BASIC INCOME IN THE NEWS

6. We need a New Deal to address the economic risks of automation
Tech Crunch, Rob LoCascio, March 31, 2017
Others, like Elon Musk, have suggested that a universal basic income is our best way forward to ensure even those who are left with no options for employment are still able to reasonably take care of themselves. Y Combinator also ran a basic income experiment in Oakland.

7. A Silicon Valley Lawmaker’s $1 Trillion Plan to Save Trump Country
Wired, Issie Lapowsky, March 30, 2017
That’s why many Silicon Valley leaders, even as they innovate entire industries and livelihoods out of existence, have started gravitating toward a not-so-new concept: basic income. Under the idea, the government would provide every citizen with a stipend, no strings attached. Especially in times of economic upheaval, when technological change is both rampant and unpredictable, the thinking goes, a basic income would ensure a baseline of stability.

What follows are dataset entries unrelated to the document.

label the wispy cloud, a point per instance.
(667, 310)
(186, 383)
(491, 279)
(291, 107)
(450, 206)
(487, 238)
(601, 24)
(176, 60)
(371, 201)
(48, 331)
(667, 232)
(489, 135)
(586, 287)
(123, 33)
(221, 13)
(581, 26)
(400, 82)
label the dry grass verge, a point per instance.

8. Five Star leads the way in Italian poverty politics [Gated]
The Financial Times James Politi and Davide Ghiglione, March 30, 2017
In terms of substance, the Five Star and Democratic party proposals fall short of the kind of “universal basic income” rejected by Swiss voters in a referendum last June and has been floated by Benoît Hamon, the Socialist candidate for the French presidency. This is because they are means-tested, so do not apply to everyone.